Now since the hive data is in s3 I am now getting the following error.
I have included needed s3 properties in core-site.xml and also while adding source to dremio. Where else should this be set?
Caused by: java.lang.IllegalArgumentException: AWS Access Key ID and Secret Access Key must be specified by setting the fs.s3.awsAccessKeyId and fs.s3.awsSecretAccessKey properties (respectively).
at org.apache.hadoop.fs.s3.S3Credentials.initialize(S3Credentials.java:74) ~[hadoop-aws-2.8.0.jar:na]
at org.apache.hadoop.fs.s3.Jets3tFileSystemStore.initialize(Jets3tFileSystemStore.java:94) ~[hadoop-aws-2.8.0.jar:na]
at sun.reflect.NativeMethodAccessorImpl.invoke0(Native Method) ~[na:1.8.0_162]
at sun.reflect.NativeMethodAccessorImpl.invoke(NativeMethodAccessorImpl.java:62) ~[na:1.8.0_162]
at sun.reflect.DelegatingMethodAccessorImpl.invoke(DelegatingMethodAccessorImpl.java:43) ~[na:1.8.0_162]
at java.lang.reflect.Method.invoke(Method.java:498) ~[na:1.8.0_162]
at org.apache.hadoop.io.retry.RetryInvocationHandler.invokeMethod(RetryInvocationHandler.java:398) ~[hadoop-common-2.8.0.jar:na]
at org.apache.hadoop.io.retry.RetryInvocationHandler$Call.invokeMethod(RetryInvocationHandler.java:163) ~[hadoop-common-2.8.0.jar:na]
at org.apache.hadoop.io.retry.RetryInvocationHandler$Call.invoke(RetryInvocationHandler.java:155) ~[hadoop-common-2.8.0.jar:na]

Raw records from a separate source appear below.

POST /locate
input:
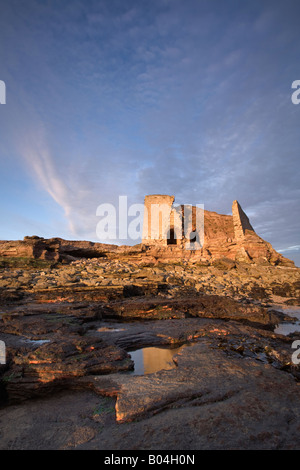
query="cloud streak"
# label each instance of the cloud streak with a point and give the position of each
(132, 98)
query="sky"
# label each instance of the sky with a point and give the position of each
(110, 98)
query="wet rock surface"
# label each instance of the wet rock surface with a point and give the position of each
(69, 331)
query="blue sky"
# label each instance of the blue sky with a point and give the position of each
(133, 97)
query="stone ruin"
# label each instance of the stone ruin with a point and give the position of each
(190, 232)
(170, 233)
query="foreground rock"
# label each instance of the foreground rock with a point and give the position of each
(70, 328)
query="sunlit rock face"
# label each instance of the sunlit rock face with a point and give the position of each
(170, 232)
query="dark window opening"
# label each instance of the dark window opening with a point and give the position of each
(172, 240)
(193, 237)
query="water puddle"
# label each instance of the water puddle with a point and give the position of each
(110, 329)
(287, 328)
(153, 359)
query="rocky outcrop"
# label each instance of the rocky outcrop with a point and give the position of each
(221, 237)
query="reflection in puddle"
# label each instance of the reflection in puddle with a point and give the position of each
(287, 328)
(153, 359)
(110, 329)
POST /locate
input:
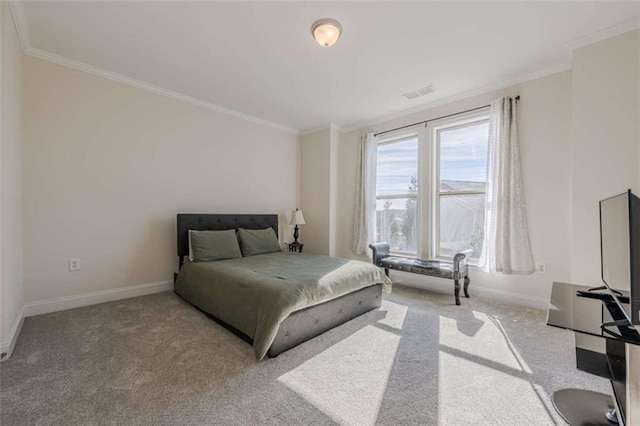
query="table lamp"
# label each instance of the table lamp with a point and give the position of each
(296, 219)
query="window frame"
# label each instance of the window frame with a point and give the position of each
(433, 130)
(397, 137)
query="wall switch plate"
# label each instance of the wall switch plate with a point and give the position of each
(74, 264)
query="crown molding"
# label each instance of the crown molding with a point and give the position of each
(100, 72)
(19, 19)
(20, 22)
(604, 34)
(330, 126)
(459, 96)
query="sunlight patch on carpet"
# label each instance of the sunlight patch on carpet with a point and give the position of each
(488, 340)
(395, 314)
(472, 393)
(347, 382)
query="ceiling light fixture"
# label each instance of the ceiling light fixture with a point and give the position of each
(326, 31)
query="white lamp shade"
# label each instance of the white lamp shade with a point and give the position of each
(326, 31)
(297, 218)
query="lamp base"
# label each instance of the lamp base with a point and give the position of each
(296, 234)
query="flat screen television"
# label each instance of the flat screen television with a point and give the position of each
(620, 251)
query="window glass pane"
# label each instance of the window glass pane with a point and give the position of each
(461, 224)
(396, 223)
(463, 158)
(397, 167)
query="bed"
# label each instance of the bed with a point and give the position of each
(274, 301)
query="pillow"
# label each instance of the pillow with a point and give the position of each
(258, 241)
(207, 246)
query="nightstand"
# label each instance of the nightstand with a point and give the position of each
(295, 247)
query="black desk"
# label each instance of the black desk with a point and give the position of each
(574, 308)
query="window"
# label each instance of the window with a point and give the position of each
(461, 148)
(397, 193)
(431, 188)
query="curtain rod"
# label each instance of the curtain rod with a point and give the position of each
(517, 98)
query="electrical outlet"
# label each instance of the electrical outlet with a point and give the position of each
(74, 264)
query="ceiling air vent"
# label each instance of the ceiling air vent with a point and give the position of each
(419, 92)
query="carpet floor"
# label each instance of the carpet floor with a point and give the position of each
(155, 360)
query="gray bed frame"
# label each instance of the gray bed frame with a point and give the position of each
(301, 325)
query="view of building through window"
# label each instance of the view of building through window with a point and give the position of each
(396, 193)
(459, 160)
(462, 186)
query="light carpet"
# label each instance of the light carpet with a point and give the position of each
(418, 360)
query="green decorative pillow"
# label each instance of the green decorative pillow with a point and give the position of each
(258, 241)
(207, 246)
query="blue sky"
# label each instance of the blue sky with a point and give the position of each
(463, 156)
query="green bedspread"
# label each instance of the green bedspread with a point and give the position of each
(255, 294)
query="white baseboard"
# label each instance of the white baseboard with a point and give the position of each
(7, 348)
(78, 301)
(474, 290)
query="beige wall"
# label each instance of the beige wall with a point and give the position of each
(545, 152)
(605, 141)
(315, 190)
(11, 177)
(108, 166)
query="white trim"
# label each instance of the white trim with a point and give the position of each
(99, 72)
(330, 126)
(446, 286)
(87, 299)
(17, 9)
(459, 96)
(13, 336)
(604, 34)
(20, 21)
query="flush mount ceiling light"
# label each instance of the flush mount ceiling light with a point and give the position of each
(326, 31)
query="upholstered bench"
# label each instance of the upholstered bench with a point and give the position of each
(455, 270)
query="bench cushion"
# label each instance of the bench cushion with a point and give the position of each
(417, 266)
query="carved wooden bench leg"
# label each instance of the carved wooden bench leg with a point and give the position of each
(466, 286)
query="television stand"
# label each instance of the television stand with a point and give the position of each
(597, 322)
(584, 407)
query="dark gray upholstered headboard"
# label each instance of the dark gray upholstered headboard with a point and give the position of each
(219, 222)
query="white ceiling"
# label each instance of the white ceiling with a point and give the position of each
(258, 58)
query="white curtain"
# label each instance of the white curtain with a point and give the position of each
(364, 225)
(506, 246)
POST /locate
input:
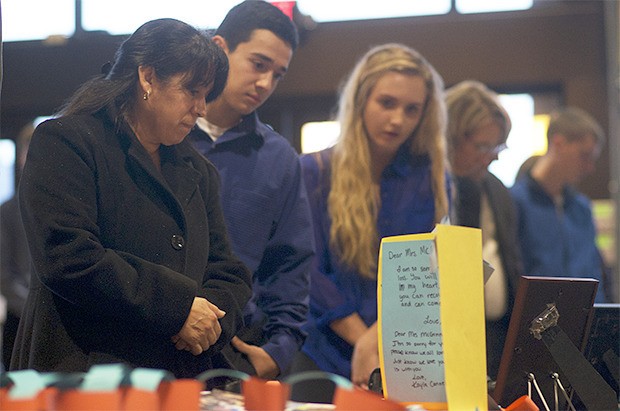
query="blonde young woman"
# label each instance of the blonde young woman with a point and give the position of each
(385, 176)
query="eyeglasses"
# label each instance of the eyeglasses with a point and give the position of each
(489, 149)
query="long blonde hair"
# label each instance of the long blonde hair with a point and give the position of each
(353, 201)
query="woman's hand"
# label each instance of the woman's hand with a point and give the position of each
(365, 357)
(201, 329)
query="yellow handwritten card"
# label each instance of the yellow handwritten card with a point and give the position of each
(431, 319)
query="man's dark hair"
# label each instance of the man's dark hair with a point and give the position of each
(250, 15)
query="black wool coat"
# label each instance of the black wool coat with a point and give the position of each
(120, 250)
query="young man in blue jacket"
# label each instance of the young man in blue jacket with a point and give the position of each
(556, 228)
(263, 194)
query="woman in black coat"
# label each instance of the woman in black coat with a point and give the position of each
(131, 258)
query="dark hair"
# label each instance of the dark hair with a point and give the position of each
(169, 46)
(250, 15)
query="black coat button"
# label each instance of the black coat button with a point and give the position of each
(177, 241)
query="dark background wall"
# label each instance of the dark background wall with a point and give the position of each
(558, 45)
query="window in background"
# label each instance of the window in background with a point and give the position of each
(486, 6)
(37, 20)
(527, 137)
(341, 10)
(7, 169)
(104, 15)
(316, 136)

at org.apache.hadoop.io.retry.RetryInvocationHandler$Call.invokeOnce(RetryInvocationHandler.java:95) ~[hadoop-common-2.8.0.jar:na]
at org.apache.hadoop.io.retry.RetryInvocationHandler.invoke(RetryInvocationHandler.java:335) ~[hadoop-common-2.8.0.jar:na]

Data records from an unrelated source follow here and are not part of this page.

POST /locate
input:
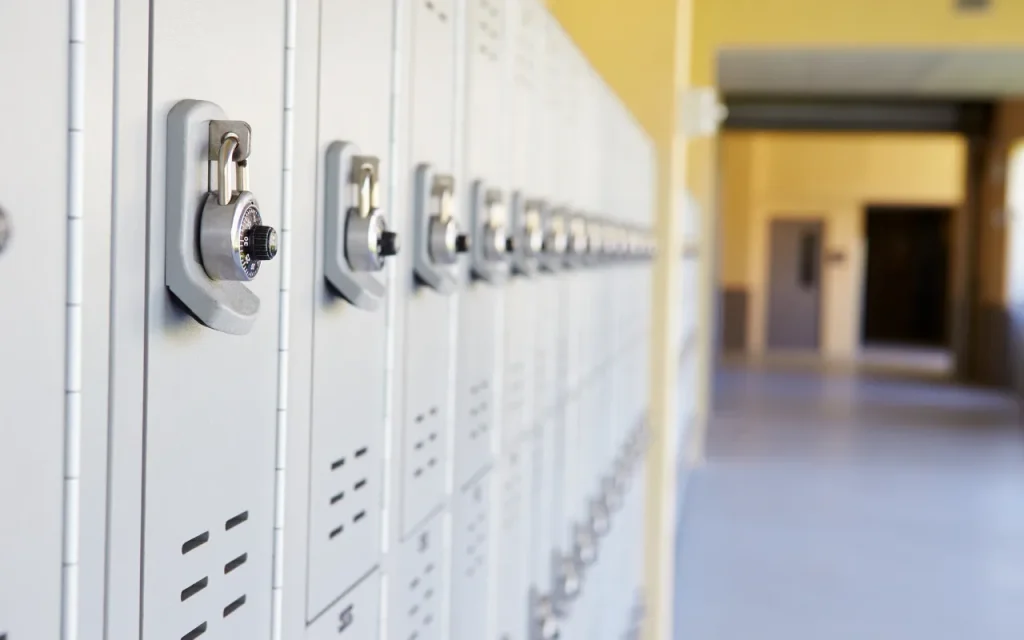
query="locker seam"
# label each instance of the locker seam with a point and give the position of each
(73, 323)
(284, 310)
(145, 326)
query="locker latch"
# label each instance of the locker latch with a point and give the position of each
(526, 240)
(357, 240)
(555, 241)
(214, 241)
(438, 242)
(5, 229)
(568, 582)
(492, 243)
(544, 620)
(579, 242)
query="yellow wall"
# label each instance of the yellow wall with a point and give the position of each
(794, 24)
(830, 177)
(642, 49)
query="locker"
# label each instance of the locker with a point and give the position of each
(211, 401)
(418, 587)
(349, 324)
(482, 213)
(346, 439)
(34, 229)
(355, 616)
(472, 543)
(429, 186)
(513, 502)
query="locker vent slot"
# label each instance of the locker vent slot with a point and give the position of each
(423, 456)
(488, 34)
(237, 520)
(194, 543)
(476, 528)
(195, 588)
(236, 563)
(344, 507)
(233, 606)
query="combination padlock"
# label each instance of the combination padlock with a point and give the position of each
(496, 239)
(368, 240)
(545, 623)
(568, 583)
(233, 240)
(531, 233)
(445, 242)
(579, 243)
(555, 242)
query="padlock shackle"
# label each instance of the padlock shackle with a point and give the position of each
(224, 161)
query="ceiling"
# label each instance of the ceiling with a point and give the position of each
(918, 73)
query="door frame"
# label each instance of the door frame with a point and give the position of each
(821, 221)
(954, 273)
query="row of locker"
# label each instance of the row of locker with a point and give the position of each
(318, 318)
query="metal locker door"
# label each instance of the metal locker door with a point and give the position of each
(471, 559)
(349, 333)
(429, 181)
(418, 593)
(211, 397)
(483, 214)
(34, 134)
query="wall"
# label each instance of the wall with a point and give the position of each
(833, 177)
(641, 49)
(991, 363)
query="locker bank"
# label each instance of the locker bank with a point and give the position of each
(320, 320)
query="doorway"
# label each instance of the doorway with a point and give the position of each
(906, 276)
(795, 285)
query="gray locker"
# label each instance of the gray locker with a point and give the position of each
(471, 559)
(485, 200)
(354, 616)
(211, 396)
(426, 345)
(349, 343)
(418, 589)
(514, 505)
(33, 248)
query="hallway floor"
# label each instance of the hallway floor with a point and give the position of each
(849, 508)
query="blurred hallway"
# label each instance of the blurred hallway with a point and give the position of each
(850, 508)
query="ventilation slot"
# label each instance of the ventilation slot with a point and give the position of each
(236, 563)
(195, 633)
(193, 544)
(237, 520)
(195, 588)
(233, 606)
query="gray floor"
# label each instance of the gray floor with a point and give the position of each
(845, 508)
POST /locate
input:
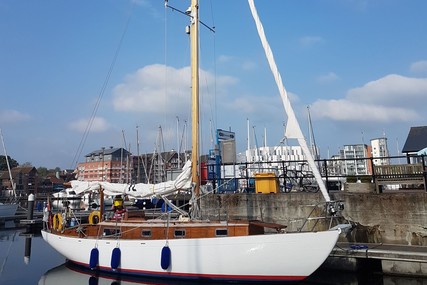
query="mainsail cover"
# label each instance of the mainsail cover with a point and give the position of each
(139, 190)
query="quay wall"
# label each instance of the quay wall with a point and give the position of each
(389, 218)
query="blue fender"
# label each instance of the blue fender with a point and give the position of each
(165, 257)
(115, 258)
(94, 258)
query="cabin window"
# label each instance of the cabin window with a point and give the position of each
(221, 232)
(179, 233)
(111, 232)
(146, 233)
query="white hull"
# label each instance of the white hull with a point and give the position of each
(274, 257)
(8, 210)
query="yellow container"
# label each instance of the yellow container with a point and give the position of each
(266, 183)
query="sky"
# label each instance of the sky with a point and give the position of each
(358, 67)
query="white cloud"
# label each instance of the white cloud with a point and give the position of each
(326, 78)
(310, 40)
(98, 125)
(225, 58)
(13, 116)
(393, 98)
(157, 89)
(419, 66)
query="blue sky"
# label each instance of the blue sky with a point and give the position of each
(360, 65)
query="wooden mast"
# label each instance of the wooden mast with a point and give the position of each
(194, 39)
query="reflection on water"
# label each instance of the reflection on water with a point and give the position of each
(68, 273)
(46, 266)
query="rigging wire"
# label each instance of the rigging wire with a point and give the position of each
(101, 93)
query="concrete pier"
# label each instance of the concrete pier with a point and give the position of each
(390, 259)
(389, 229)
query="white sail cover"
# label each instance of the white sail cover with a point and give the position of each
(139, 190)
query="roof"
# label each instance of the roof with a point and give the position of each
(107, 151)
(416, 140)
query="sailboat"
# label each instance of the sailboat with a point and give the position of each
(8, 209)
(187, 246)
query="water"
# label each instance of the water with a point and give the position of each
(45, 266)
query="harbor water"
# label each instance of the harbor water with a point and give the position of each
(26, 259)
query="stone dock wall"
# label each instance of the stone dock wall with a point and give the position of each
(390, 218)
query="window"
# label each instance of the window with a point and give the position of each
(111, 232)
(179, 233)
(221, 232)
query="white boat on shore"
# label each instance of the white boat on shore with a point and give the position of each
(190, 247)
(8, 209)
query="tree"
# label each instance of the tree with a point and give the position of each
(3, 164)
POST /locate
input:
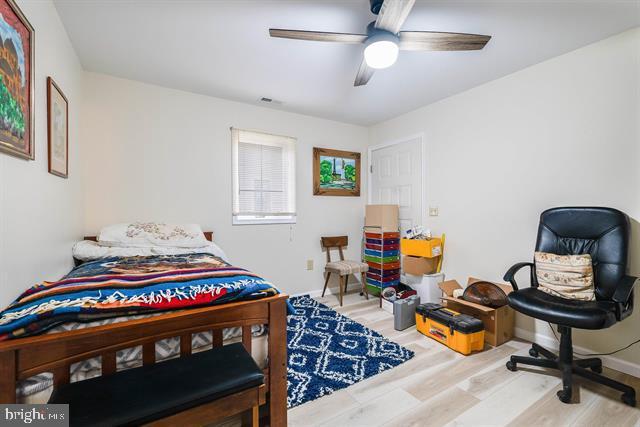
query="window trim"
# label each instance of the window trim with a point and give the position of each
(284, 218)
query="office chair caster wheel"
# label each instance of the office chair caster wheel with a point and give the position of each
(564, 395)
(629, 399)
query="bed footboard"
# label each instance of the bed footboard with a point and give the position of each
(55, 353)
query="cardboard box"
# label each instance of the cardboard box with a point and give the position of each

at com.sun.proxy.$Proxy126.initialize(Unknown Source) ~[na:na]
at org.apache.hadoop.fs.s3.S3FileSystem.initialize(S3FileSystem.java:111) ~[hadoop-aws-2.8.0.jar:na]
at org.apache.hadoop.fs.FileSystem.createFileSystem(FileSystem.java:2811) ~[hadoop-common-2.8.0.jar:na]
at org.apache.hadoop.fs.FileSystem.access$200(FileSystem.java:100) ~[hadoop-common-2.8.0.jar:na]
at org.apache.hadoop.fs.FileSystem$Cache.getInternal(FileSystem.java:2848) ~[hadoop-common-2.8.0.jar:na]
at org.apache.hadoop.fs.FileSystem$Cache.get(FileSystem.java:2830) ~[hadoop-common-2.8.0.jar:na]
at org.apache.hadoop.fs.FileSystem.get(FileSystem.java:389) ~[hadoop-common-2.8.0.jar:na]
at org.apache.hadoop.fs.Path.getFileSystem(Path.java:356) ~[hadoop-common-2.8.0.jar:na]
at com.dremio.exec.store.dfs.FileSystemWrapper.get(FileSystemWrapper.java:129) ~[dremio-sabot-kernel-2.0.5-201806021755080191-767cfb5.jar:2.0.5-201806021755080191-767cfb5]
at com.dremio.exec.store.hive.DatasetBuilder.addInputPath(DatasetBuilder.java:626) ~[dremio-hive-plugin-2.0.5-201806021755080191-767cfb5.jar:2.0.5-201806021755080191-767cfb5]
Assuming you are trying to access S3 backed Hive Tables on Amazon EMR, did you add the extra setting per our docs here? If yes and it still doesn’t work, you can also try to add fs.s3.awsAccessKeyId & fs.s3.awsSecretAccessKey in the connection str opts as well.